Ideally, we would have this as a setting in truncate!, where the user can input what type of truncation they want to perform depending on the type of MPO that is input. The default could be that it is treated as a density matrix-like MPO, where either a standard state-like truncation is used or a more sophisticated algorithm like DMT (https://arxiv.org/abs/1707.01506) could be used. Then, if it is a local Hamiltonian-like MPO, it could normalize the MPO using the norm-per-site as above, and in a more sophisticated version use the truncation from https://arxiv.org/abs/1909.06341.

emstoudenmire commented 3 years ago

I will think about this some more, but at a first pass over the AutoMPO code and logic, the case of bond dimension =1 is a rather special case, to the point where if AutoMPO was to handle it, it might be better to have a separate backend code inside AutoMPO just for this case. One way to see why it's special is that normally there are starting and ending identity strings which can be built from any MPO tensors, whereas for the product operator case, the starting and ending strings are merged together, and operators in them which are not identity are "statically" known ahead of time and merged in too (by merged I mean not given their own row or column in the MPO matrix).

emstoudenmire commented 3 years ago

If we do just make a special-case code, it would be a good idea to put it inside AutoMPO though so that way it will give the capability to both AutoMPO and the MPO constructors which draw upon it.

mtfishman commented 3 years ago

That makes sense that it would require a special code path within AutoMPO. Agreed that ideally this would be within AutoMPO.
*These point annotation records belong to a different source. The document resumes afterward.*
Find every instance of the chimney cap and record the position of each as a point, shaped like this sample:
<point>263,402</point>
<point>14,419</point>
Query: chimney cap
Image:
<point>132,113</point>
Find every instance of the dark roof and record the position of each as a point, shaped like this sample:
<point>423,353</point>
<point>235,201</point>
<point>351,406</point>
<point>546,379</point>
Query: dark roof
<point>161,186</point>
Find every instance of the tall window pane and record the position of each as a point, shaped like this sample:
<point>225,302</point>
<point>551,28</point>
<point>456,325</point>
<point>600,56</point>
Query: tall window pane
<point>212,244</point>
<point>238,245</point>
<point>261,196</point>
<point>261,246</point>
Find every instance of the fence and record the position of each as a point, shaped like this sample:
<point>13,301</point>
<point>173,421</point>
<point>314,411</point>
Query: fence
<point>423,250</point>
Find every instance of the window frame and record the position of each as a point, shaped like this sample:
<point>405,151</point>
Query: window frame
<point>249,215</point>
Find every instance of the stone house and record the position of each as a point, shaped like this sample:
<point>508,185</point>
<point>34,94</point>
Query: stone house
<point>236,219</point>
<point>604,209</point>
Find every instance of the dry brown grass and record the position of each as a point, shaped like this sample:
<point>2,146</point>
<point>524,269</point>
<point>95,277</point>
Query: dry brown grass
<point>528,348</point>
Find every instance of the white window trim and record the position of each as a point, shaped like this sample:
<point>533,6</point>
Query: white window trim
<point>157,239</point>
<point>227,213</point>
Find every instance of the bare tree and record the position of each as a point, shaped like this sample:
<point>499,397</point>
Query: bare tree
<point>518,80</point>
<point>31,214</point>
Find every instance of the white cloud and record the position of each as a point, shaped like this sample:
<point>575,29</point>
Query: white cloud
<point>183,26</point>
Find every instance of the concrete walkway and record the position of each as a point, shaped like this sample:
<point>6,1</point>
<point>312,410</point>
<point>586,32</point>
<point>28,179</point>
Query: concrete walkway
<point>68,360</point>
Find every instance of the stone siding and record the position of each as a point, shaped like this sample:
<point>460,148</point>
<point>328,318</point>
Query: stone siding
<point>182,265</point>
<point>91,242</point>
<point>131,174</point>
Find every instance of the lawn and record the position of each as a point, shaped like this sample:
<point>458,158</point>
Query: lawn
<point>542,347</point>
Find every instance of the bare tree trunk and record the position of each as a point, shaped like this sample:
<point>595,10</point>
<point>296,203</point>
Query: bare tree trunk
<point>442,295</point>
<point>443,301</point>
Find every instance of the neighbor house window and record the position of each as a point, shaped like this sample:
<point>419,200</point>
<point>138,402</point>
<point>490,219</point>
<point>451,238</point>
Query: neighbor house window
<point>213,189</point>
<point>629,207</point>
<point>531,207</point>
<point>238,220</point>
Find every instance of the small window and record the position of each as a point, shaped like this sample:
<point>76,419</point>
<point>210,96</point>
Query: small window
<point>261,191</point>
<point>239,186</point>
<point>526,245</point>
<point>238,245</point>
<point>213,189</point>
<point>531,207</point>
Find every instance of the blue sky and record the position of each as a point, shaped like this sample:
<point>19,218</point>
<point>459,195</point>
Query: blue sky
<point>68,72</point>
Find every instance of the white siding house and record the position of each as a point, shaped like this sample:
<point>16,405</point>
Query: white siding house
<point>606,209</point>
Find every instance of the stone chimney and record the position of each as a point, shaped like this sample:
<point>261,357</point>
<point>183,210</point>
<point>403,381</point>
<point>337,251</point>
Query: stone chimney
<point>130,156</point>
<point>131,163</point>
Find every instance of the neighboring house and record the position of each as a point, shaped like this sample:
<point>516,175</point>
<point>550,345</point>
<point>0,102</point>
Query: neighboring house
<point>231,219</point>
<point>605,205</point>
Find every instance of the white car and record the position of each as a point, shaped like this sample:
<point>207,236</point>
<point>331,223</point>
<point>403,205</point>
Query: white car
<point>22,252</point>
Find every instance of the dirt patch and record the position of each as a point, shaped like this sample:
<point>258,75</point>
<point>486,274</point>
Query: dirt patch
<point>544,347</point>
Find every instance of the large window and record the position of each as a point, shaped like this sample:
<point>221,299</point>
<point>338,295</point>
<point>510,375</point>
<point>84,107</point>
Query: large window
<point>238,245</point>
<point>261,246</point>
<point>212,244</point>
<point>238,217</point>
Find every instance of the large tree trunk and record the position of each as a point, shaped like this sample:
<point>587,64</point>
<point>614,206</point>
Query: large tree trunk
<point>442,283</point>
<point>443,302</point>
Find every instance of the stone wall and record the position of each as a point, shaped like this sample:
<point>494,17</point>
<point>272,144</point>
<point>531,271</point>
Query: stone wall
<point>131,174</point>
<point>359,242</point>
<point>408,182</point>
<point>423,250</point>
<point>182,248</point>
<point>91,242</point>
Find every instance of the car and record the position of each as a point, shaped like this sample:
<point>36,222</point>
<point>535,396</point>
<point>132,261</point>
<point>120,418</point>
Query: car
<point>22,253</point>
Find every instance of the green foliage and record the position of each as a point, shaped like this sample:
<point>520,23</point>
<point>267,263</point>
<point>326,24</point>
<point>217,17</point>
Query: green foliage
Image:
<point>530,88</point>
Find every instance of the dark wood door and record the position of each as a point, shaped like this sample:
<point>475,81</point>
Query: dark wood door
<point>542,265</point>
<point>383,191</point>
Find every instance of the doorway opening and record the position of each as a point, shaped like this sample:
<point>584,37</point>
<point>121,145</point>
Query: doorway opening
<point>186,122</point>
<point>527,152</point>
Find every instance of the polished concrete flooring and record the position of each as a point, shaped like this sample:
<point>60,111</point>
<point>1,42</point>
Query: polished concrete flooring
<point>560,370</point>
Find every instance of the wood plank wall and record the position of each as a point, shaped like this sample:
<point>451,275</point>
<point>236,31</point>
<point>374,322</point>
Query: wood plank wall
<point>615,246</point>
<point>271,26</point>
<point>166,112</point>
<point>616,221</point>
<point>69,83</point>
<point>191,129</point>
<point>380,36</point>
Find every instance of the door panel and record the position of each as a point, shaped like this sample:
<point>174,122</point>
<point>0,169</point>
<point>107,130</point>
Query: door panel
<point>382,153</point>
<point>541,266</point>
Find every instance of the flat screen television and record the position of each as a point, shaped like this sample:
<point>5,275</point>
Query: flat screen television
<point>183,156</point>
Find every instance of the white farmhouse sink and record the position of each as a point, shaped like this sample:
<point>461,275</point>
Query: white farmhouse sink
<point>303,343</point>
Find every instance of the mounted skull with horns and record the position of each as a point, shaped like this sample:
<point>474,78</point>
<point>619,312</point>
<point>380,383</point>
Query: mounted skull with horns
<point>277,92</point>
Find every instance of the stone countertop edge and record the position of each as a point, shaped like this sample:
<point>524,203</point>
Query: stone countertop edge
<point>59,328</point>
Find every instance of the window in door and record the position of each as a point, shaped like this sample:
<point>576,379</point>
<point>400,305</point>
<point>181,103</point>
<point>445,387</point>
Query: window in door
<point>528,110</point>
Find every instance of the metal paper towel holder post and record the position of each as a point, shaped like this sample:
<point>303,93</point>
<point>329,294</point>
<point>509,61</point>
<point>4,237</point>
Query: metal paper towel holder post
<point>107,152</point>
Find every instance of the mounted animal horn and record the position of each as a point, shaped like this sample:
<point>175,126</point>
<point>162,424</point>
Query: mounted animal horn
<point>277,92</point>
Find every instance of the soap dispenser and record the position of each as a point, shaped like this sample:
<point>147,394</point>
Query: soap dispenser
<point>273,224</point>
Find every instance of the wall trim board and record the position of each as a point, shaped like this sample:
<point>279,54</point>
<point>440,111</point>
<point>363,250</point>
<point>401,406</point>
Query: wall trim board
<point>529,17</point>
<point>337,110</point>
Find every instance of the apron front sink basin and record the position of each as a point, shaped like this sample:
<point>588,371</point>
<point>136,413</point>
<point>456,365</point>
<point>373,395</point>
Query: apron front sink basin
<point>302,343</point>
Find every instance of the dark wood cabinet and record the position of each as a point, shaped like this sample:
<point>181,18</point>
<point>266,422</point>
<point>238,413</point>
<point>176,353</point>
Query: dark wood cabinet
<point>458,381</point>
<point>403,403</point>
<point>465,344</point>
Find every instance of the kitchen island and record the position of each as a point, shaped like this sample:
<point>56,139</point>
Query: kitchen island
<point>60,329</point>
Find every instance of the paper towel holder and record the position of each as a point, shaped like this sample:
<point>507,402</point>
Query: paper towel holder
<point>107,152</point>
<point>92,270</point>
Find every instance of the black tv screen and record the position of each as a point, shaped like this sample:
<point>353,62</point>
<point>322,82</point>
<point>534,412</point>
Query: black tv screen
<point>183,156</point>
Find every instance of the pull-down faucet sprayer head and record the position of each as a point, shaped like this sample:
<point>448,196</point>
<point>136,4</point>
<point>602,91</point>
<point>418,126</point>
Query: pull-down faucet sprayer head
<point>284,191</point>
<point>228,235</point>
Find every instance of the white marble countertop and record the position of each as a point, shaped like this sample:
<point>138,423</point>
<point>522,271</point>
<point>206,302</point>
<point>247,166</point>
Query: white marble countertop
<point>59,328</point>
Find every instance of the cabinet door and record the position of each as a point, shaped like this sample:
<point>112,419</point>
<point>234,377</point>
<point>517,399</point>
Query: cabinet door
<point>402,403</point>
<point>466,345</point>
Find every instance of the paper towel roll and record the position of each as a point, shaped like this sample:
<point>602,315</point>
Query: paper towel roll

Something to consider for this case of a product MPO is that we could just have it output an MPO without link indices, in which case the implementation would be pretty trivial. I have been meaning to make sure all of the MPS/MPO code "just works" if there are missing link indices, and this would be a good use case for that.

Something else I wanted to bring up is that this functionality bumps into the limitation that AutoMPO doesn't handle the case where the MPO has a nonzero flux, i.e. we would want to make sure this works for things like MPO(s, "S+").